Holliday continued that City Bureau sends the documenters to these meetings and “scrapers” then puts this information on a single calendar. City Bureau is still figuring out which form the documentation of public meetings will ultimately take, such as live tweeting, audio recordings or meeting notes. But he explained, “We want a documenter at every single meeting in Chicago.”

In this era of local news often being gutted by staff cuts, coverage of local meetings is the first to go. Holliday ended by saying this project has started in south and west Chicago, but there are plans to begin in Detroit and North Carolina, and that City Bureau wants to add more cities.

Finally, Cameron Hickey, producer at PBS NewsHour, explained his development of Hickey started by saying that after the 2016 U.S. presidential election, he began investigating misinformation on social media, taking a more data driven approach.

“The challenge is like a game of Whac-A-Mole,” Hickey said. “Whoever’s creating misinformation, they’re all trying to avoid detection.”

Hickey also decided we need a better term than “fake news” to describe this misinformation.
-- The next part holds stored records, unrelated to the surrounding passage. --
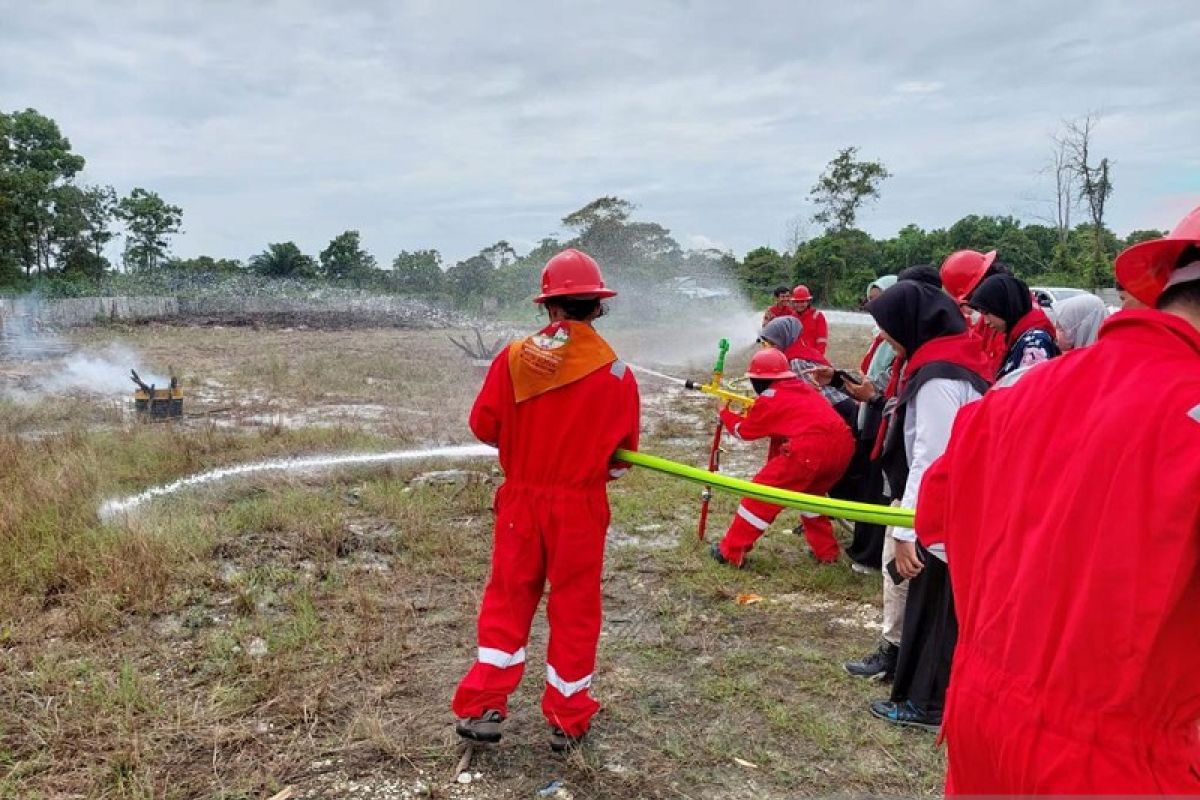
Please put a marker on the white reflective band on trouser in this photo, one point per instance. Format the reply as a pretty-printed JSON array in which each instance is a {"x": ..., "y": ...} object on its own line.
[
  {"x": 567, "y": 687},
  {"x": 501, "y": 659},
  {"x": 757, "y": 522}
]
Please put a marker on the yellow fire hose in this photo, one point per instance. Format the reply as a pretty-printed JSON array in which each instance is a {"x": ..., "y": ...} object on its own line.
[{"x": 810, "y": 503}]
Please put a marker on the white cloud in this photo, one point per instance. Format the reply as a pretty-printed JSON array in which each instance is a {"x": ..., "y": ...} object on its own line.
[{"x": 919, "y": 86}]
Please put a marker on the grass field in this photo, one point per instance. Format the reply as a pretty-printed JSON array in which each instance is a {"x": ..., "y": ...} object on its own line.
[{"x": 305, "y": 632}]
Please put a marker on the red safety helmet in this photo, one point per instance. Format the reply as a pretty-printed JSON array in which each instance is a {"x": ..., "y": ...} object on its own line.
[
  {"x": 1145, "y": 269},
  {"x": 769, "y": 364},
  {"x": 573, "y": 274},
  {"x": 963, "y": 270}
]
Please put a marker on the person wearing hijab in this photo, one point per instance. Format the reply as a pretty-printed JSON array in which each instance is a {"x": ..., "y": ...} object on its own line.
[
  {"x": 1071, "y": 511},
  {"x": 785, "y": 334},
  {"x": 1008, "y": 308},
  {"x": 1078, "y": 320},
  {"x": 940, "y": 368},
  {"x": 865, "y": 549}
]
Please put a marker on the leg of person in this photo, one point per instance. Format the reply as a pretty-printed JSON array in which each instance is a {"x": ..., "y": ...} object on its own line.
[
  {"x": 819, "y": 534},
  {"x": 867, "y": 548},
  {"x": 825, "y": 461},
  {"x": 510, "y": 599},
  {"x": 927, "y": 647},
  {"x": 895, "y": 595},
  {"x": 927, "y": 692},
  {"x": 881, "y": 662},
  {"x": 576, "y": 525},
  {"x": 754, "y": 516}
]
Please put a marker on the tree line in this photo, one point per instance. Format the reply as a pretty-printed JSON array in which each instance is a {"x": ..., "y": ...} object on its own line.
[{"x": 55, "y": 234}]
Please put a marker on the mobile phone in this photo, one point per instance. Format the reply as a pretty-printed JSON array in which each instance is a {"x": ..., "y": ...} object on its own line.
[{"x": 840, "y": 377}]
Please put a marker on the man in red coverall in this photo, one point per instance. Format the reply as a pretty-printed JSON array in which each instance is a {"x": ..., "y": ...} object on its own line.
[
  {"x": 810, "y": 449},
  {"x": 557, "y": 405},
  {"x": 816, "y": 330},
  {"x": 1069, "y": 507},
  {"x": 963, "y": 271},
  {"x": 783, "y": 306}
]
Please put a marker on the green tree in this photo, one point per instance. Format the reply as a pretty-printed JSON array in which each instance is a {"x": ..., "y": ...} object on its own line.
[
  {"x": 283, "y": 260},
  {"x": 205, "y": 265},
  {"x": 910, "y": 246},
  {"x": 345, "y": 258},
  {"x": 150, "y": 221},
  {"x": 763, "y": 269},
  {"x": 1139, "y": 236},
  {"x": 418, "y": 272},
  {"x": 471, "y": 278},
  {"x": 628, "y": 251},
  {"x": 844, "y": 187},
  {"x": 83, "y": 220},
  {"x": 35, "y": 162},
  {"x": 838, "y": 266}
]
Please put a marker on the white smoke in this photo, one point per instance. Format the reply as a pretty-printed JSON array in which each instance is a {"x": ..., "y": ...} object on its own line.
[
  {"x": 106, "y": 372},
  {"x": 46, "y": 364}
]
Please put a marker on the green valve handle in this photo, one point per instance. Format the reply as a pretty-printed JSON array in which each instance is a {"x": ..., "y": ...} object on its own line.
[{"x": 723, "y": 348}]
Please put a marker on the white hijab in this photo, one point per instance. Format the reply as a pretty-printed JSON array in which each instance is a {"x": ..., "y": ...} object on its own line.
[{"x": 1080, "y": 319}]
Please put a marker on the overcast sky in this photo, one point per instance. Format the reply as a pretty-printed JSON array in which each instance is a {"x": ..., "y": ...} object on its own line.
[{"x": 453, "y": 125}]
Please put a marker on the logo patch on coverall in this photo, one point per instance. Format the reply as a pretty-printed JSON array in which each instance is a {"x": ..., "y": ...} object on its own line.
[{"x": 540, "y": 350}]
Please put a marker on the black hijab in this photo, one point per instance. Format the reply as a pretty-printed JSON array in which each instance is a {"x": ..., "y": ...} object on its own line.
[
  {"x": 913, "y": 312},
  {"x": 1005, "y": 296}
]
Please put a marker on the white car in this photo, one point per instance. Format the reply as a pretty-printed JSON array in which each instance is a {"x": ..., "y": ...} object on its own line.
[{"x": 1050, "y": 296}]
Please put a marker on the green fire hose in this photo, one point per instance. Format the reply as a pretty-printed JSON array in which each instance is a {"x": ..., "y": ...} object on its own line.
[{"x": 811, "y": 503}]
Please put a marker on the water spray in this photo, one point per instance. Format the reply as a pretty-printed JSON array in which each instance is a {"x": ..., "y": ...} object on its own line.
[{"x": 113, "y": 507}]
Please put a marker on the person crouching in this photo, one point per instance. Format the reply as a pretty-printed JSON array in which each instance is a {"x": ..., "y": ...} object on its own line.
[{"x": 810, "y": 449}]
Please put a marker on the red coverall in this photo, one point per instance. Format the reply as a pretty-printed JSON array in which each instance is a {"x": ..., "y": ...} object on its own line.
[
  {"x": 810, "y": 449},
  {"x": 1069, "y": 505},
  {"x": 993, "y": 342},
  {"x": 551, "y": 519},
  {"x": 816, "y": 329}
]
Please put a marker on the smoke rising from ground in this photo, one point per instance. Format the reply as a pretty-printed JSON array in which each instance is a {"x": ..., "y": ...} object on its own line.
[{"x": 46, "y": 364}]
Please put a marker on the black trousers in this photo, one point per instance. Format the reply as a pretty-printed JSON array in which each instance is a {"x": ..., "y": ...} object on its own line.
[
  {"x": 930, "y": 632},
  {"x": 867, "y": 548}
]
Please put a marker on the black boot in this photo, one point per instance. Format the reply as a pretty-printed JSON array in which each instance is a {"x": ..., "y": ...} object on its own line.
[{"x": 880, "y": 665}]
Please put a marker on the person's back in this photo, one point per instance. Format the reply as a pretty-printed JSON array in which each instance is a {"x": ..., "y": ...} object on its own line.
[
  {"x": 1071, "y": 506},
  {"x": 568, "y": 434},
  {"x": 790, "y": 409}
]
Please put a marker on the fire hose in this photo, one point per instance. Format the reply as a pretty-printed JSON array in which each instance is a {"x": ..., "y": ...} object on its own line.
[{"x": 811, "y": 503}]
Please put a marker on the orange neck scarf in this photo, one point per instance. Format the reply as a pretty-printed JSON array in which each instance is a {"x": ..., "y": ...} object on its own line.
[{"x": 557, "y": 355}]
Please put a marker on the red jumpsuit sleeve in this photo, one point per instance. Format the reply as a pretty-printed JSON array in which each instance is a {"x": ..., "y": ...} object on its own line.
[
  {"x": 630, "y": 421},
  {"x": 486, "y": 413},
  {"x": 933, "y": 503},
  {"x": 755, "y": 425},
  {"x": 822, "y": 332}
]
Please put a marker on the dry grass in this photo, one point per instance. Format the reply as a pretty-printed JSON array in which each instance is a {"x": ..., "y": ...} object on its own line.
[{"x": 309, "y": 632}]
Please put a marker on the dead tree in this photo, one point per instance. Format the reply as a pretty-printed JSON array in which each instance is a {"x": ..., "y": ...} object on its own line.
[
  {"x": 479, "y": 350},
  {"x": 1092, "y": 185}
]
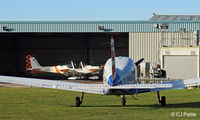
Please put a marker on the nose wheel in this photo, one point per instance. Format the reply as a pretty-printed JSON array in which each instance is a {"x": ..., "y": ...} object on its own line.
[
  {"x": 123, "y": 100},
  {"x": 162, "y": 101},
  {"x": 79, "y": 101}
]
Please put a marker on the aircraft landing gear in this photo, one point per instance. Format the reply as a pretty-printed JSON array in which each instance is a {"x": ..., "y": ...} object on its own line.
[
  {"x": 79, "y": 101},
  {"x": 162, "y": 101},
  {"x": 123, "y": 100}
]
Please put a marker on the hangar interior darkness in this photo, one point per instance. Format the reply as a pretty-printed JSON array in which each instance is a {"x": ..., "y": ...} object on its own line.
[{"x": 57, "y": 49}]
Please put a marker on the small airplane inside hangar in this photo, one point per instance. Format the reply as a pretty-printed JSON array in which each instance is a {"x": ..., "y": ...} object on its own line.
[{"x": 56, "y": 49}]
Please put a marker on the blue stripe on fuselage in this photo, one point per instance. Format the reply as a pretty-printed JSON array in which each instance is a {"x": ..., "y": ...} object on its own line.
[
  {"x": 115, "y": 81},
  {"x": 127, "y": 91}
]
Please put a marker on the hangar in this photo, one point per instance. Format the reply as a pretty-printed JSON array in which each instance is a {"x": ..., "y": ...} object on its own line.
[{"x": 58, "y": 42}]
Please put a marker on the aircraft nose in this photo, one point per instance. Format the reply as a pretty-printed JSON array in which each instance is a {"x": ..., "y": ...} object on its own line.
[{"x": 115, "y": 81}]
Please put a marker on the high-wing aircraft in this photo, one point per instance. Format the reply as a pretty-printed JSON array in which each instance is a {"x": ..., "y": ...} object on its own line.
[
  {"x": 68, "y": 70},
  {"x": 119, "y": 78}
]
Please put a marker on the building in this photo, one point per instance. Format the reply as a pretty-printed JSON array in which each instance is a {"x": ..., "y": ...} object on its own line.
[{"x": 57, "y": 42}]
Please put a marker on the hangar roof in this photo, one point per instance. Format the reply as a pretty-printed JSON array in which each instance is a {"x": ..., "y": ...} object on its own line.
[
  {"x": 158, "y": 17},
  {"x": 94, "y": 26}
]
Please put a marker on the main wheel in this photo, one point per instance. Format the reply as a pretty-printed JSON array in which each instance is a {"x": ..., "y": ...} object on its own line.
[
  {"x": 163, "y": 101},
  {"x": 78, "y": 102},
  {"x": 123, "y": 101}
]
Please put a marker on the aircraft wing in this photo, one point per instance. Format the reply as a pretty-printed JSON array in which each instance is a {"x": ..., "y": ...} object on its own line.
[{"x": 96, "y": 88}]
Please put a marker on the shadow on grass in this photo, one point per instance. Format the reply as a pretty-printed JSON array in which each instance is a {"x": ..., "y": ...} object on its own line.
[{"x": 178, "y": 105}]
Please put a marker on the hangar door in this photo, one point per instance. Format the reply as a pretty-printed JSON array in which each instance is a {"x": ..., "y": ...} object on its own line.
[{"x": 180, "y": 66}]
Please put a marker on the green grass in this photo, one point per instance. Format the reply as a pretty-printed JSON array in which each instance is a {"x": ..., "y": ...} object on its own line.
[{"x": 50, "y": 104}]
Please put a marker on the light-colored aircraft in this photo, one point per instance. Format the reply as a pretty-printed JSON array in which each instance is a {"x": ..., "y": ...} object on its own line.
[
  {"x": 68, "y": 70},
  {"x": 119, "y": 78}
]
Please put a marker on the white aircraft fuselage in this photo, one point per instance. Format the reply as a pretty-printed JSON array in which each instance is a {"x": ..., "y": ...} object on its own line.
[{"x": 125, "y": 74}]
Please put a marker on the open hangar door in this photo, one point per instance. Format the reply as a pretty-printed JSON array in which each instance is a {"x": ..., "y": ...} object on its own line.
[{"x": 57, "y": 48}]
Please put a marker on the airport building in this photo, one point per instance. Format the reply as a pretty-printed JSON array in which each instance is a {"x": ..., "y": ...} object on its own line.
[{"x": 59, "y": 42}]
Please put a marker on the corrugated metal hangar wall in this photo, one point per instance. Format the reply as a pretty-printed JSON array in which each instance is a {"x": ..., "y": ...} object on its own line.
[{"x": 148, "y": 44}]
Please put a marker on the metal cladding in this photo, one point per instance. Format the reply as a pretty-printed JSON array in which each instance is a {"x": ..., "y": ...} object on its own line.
[
  {"x": 147, "y": 45},
  {"x": 95, "y": 26}
]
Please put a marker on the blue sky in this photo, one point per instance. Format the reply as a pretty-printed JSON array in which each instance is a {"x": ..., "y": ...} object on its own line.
[{"x": 66, "y": 10}]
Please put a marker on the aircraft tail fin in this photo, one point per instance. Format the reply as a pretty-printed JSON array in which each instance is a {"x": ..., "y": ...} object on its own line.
[
  {"x": 31, "y": 62},
  {"x": 113, "y": 57},
  {"x": 72, "y": 65},
  {"x": 81, "y": 64}
]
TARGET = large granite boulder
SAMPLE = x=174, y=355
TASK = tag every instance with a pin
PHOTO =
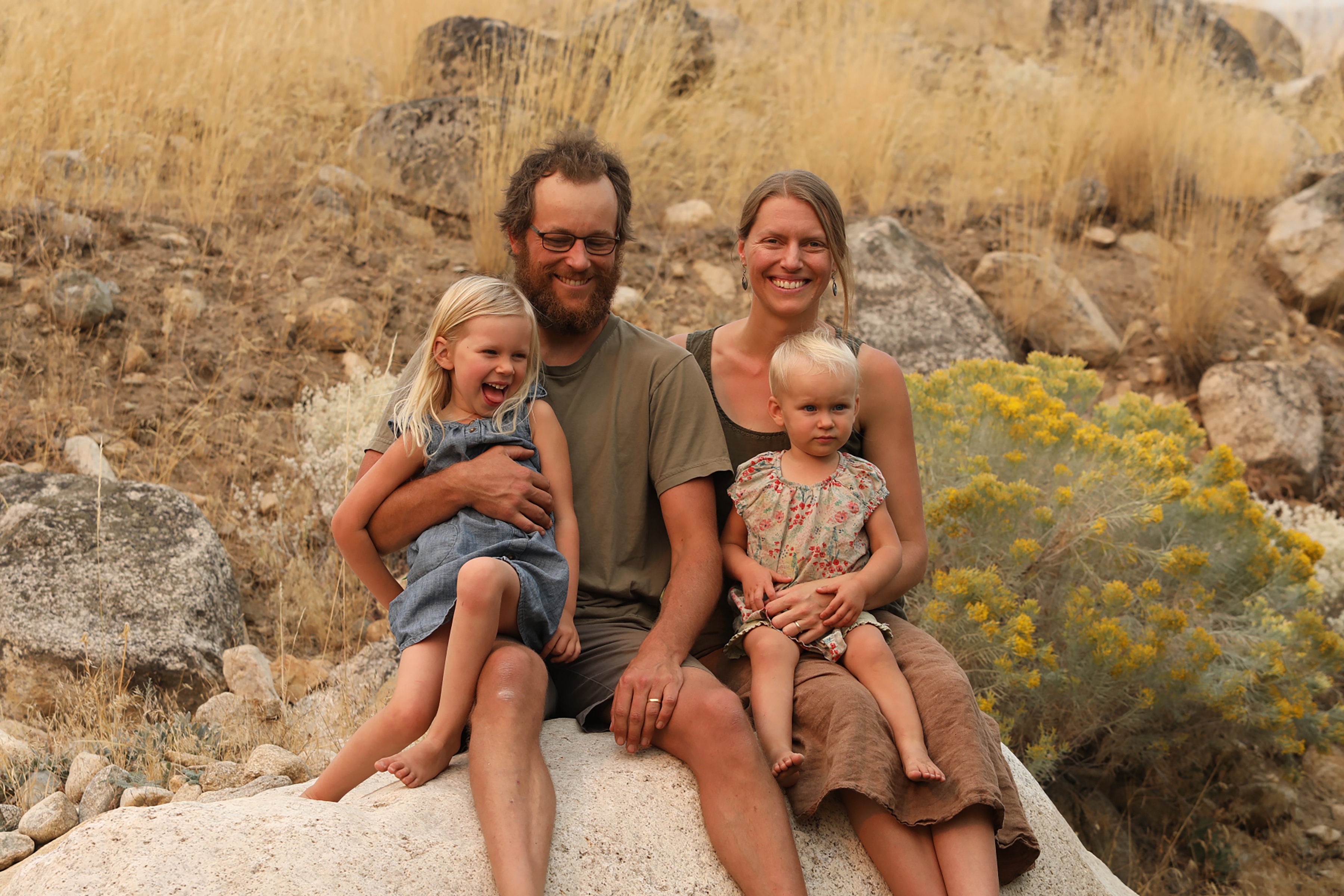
x=1304, y=249
x=1037, y=299
x=911, y=305
x=624, y=825
x=112, y=571
x=425, y=151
He uses “junk news,” which includes clickbait, or anything fake, hyper-partisan, misleading, plagiarized or, potentially, satirical.

The goals of Newstracker are to identify news sources creating misinformation and track and collect this content, both among news sites and shared information on social media. The way his organization does this is through an algorithm and so far, Newstracker has found that new junk news domains are being created constantly — over 80 a month. Newstracker has collected 4,000 so far. Additionally, meme images can be a source of misinformation. Newstracker has identified over 90,000 since the beginning of this year.

The panel ended with several questions from attendees, including one about the potential of algorithms to censor groups that are already marginalized. The panel’s moderator, Jennifer Preston, explained that there really isn’t enough information out there for journalists about artificial intelligence and that the Knight Center is also funding attempts to address questions about Artificial Intelligence.